Author: Sandra Gulland

Rating: 2.5 stars

I received this book from NetGalley in exchange for an honest review. 

For the vast majority of The Shadow Queen, I was trying to figure out why it left me so cold.

This happens to me a lot with historical fiction (especially judging from past reviews). A historical event or figure sounds fascinating to me on a book blurb, but when it comes to the actual novel, I have trouble connecting, and ultimately feel bored or frustrated. Not all historical novels are alike, and this has happened to me often enough that I think it’s become a case of it’s not you, it’s me. A certain audience will love Sandra Gulland’s The Shadow Queen. I was not part of that audience.

Claudette, the narrator, is the daughter of poor, itinerant actors. She is the glue that holds her family together, especially after her father’s untimely death, taking care of both her dramatic, unstable mother and her “simpleton” (probably autistic) brother. Eventually, she develops a relationship with Athenais de Montespan, a spoiled Parisian aristocrat. When Athenais becomes the mistress of King Louis XIV, Claudette becomes her personal maid and closest confidante, but it is a tenuous relationship that cannot last.

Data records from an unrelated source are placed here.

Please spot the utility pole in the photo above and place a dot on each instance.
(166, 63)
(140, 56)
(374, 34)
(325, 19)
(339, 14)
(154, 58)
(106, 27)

Let me state at the outset, The Shadow Queen was not badly written. I thought the use of first person a poor choice, but there was nothing egregious in the writing. The historical details are fascinating–especially the little, almost throwaway references that show the depth of Gulland’s research into the period. But there were a few things that really bothered me and kept throwing me out of the story.

There’s a lot of telling versus showing. Big, momentous events are glossed over, and years passed in the text in what I initially thought was the space of a few weeks. The relationship between Claudette and Athenais is alluded to with overtones of sexual attraction–especially given the fact that Claudette is at one point a thirty-something-year-old virgin who has not once expressed sexual attraction to a man (remember, she is the one actually narrating this story, you think she might have said something). At one point, the always high and horny Athenais even invites her into bed. Yet all of this is completely brushed off and not dealt with, and suddenly Claudette, who again has not once expressed actual sexual desire for a man, suddenly looks at a guy and wants to lick him. It was weird. You don’t go from being nonsexual to wanting to lick random dudes, which definitely made me feel there was some piece missing in the text.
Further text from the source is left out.